More than half of local authorities in England spent less on services for disabled people and carers last year, despite the Care Act being introduced.
New research from disability charity Revitalise found councils cut £397m from these services in 2015, when compared to the the year before. Spending on respite provision was also reduced by 42% of councils, by an average of nearly £900,000 per council.
The study, based on freedom of information requests, also revealed that local authorities carried out less Needs Assessments during the first year of the Care Act than in the year before, with 48% also carrying out fewer Carer Assessments.
The charity said that these figures show the Care Act, which was supposed to safeguard the well-being of disabled people and carers, has failed in its first year.
It is calling for an overhaul of the Care Act to ensure that all the disabled people and carers are offered Carer or Needs Assessments, and that local authorities receive extra funding to fulfil within the Act.
Chief executive of Revitalise, Chris Simmonds, said: 'It is already well known that there is a massive and growing shortfall in adult social care budgets, which is expected to be around £4.3bn by 2020, so it is hardly surprising that local authorities are struggling to implement the Care Act properly.

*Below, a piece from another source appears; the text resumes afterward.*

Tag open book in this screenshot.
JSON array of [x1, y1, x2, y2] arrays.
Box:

In fact, local authorities raised concerns about implementing the Care Act long before it came into force.
'Despite its very laudable intentions, our fear is that until local authorities get squarely behind the principles of the Care Act - and the equally important issue of the shortfall in adult social care funding is addressed - disabled people and carers will continue to struggle to achieve even the most basic quality of life.'
Responding to a study, the Local Government Association (LGA) said councils had done everything they could do implement the reforms contained in the Act.
Cllr Izzi Seccombe, the LGA’s community wellbeing spokeswoman, said: ‘The continuing underfunding of adult social care by government has limited councils’ ability to provide support to vulnerable people and their carers. Less than a third of councils say they are confident there is enough money to meet growing levels of need this year and beyond.
She added: ‘We therefore call on the Government to listen to councils, care providers, charities and the NHS and – at the very least – bring the £700m of new funding earmarked for social care through the Better Care Fund by the end of the decade forward to this year.’